Article Text
Abstract
Team working errors are known to contribute to poor outcome from cardiac arrest. Common errors: miscommunication, staff not attending, equipment problems and skills and knowledge gaps.1 2 Subjective and objective feedback from CET events at our institution echoed many similar issues.
Interventions and method
Routine twice daily CET huddles: red badges with team roles allocated, roles of each member outlined on back of badge, introductions with discussion of skills. Team leader role renamed ‘team co–ordinator’ (emphasising co–ordinating role to encourage team members to contribute). Team member allocated to manage situational awareness and evaluate quality CPR
Regular CET simulation (SIM) practice. Feedback of issues prior to changes included: delay at start of emergency events when no–one was sure who was on the team or of skills of each team member; reluctance team members to act or speak up unless invited by team leader; lack environmental management – noise, equipment; lack of quality CPR monitoring. 6 months after implementation members of the CET were surveyed to get their views. Outcomes from events were monitored.

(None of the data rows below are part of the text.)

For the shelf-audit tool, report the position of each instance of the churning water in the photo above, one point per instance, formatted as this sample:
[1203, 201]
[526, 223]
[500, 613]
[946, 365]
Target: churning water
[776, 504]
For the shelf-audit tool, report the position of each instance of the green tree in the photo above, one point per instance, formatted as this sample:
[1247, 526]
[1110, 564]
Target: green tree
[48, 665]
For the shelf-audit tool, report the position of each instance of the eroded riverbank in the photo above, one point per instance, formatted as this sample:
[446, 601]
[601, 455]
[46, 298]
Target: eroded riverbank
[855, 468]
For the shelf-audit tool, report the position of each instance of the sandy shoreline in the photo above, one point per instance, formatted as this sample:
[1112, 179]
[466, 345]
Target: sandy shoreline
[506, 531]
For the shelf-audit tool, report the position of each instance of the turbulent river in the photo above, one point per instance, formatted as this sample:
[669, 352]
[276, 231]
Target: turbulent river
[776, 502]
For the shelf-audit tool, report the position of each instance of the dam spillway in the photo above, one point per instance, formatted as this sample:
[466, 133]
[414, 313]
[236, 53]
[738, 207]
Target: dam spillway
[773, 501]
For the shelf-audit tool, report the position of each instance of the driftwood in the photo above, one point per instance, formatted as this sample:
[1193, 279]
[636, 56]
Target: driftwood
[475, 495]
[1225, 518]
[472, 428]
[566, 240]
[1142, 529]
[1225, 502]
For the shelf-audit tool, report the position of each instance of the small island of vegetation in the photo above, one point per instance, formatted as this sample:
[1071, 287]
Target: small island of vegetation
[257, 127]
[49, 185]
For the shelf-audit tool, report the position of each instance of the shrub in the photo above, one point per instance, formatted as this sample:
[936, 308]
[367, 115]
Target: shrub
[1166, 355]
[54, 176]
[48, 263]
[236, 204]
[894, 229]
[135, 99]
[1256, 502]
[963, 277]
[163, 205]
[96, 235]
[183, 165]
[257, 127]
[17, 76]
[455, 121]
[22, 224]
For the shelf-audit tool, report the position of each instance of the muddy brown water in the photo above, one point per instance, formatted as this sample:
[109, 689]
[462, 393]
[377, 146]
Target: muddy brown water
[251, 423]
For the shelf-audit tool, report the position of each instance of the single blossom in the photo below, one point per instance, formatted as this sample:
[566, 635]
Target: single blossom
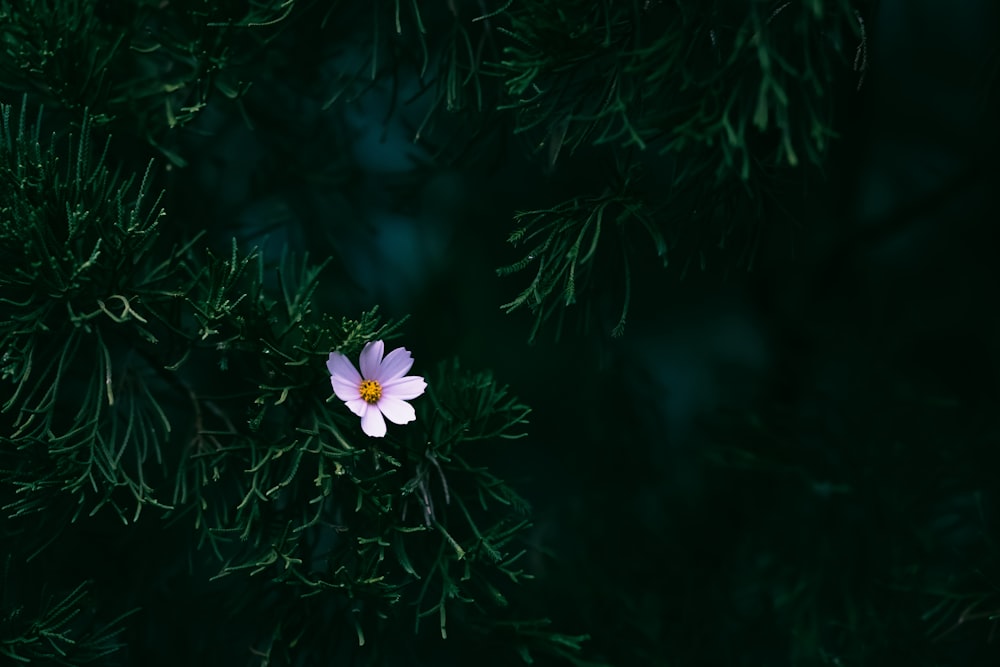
[381, 388]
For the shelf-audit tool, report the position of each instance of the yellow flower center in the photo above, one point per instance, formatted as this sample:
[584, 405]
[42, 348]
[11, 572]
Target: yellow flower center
[370, 390]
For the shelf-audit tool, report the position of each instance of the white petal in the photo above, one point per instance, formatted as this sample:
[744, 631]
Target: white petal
[396, 410]
[340, 366]
[371, 357]
[357, 406]
[404, 388]
[372, 423]
[395, 365]
[345, 390]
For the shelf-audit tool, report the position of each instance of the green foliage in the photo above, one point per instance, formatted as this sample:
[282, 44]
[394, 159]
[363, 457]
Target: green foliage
[144, 66]
[721, 104]
[564, 243]
[146, 374]
[58, 630]
[75, 243]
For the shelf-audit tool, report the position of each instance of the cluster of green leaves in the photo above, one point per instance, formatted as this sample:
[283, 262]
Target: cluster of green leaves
[714, 104]
[60, 629]
[143, 373]
[144, 66]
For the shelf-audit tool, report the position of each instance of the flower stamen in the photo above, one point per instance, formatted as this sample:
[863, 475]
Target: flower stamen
[370, 390]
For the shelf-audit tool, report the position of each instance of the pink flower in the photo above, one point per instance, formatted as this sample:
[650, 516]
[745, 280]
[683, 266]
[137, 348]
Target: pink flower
[382, 387]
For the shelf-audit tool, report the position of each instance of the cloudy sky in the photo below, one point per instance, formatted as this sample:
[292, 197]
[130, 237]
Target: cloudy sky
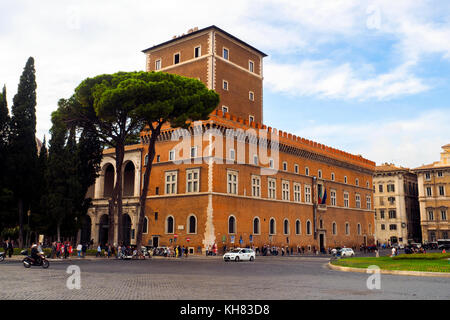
[368, 77]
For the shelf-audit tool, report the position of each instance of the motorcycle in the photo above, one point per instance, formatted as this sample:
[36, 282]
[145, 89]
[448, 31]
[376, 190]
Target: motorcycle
[28, 261]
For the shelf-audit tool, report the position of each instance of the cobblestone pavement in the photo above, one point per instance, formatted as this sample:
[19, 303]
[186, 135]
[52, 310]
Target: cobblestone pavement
[197, 278]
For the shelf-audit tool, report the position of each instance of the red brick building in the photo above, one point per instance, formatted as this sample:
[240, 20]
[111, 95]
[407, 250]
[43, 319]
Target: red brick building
[240, 194]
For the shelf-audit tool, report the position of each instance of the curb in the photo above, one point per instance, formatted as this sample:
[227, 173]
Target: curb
[392, 272]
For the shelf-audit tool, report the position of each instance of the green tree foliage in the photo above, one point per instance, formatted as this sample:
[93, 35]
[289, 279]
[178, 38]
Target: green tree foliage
[23, 150]
[6, 195]
[166, 98]
[72, 168]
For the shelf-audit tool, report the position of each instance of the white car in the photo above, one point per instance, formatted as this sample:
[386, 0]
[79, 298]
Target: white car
[347, 252]
[239, 254]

Results 6 months following implementation all patients with cardiac arrest achieved ROSC (small numbers but an encouraging start). Survey:
90% felt team cohesion improved
80–90% CET team members believed team behaviour better co–ordinated
> 55% felt more confident at an event
70% felt communication among team members had improved
80% felt CET SIMs were beneficial
55% valued change Team Leader to team co–ordinator
45% believed better adherence to new interventions was needed to improve further
Conclusion Novel interventions to improve team working during clinical emergency events have seen improvements in team confidence and performance; with time we may see further objective evidence of improvement in clinical outcomes.
Reference
Ornato JP, et al. Impact of Resuscitation System Errors on survival from In-hospital cardiac arrest. Resusciatation 2011 September;83(1):63-9.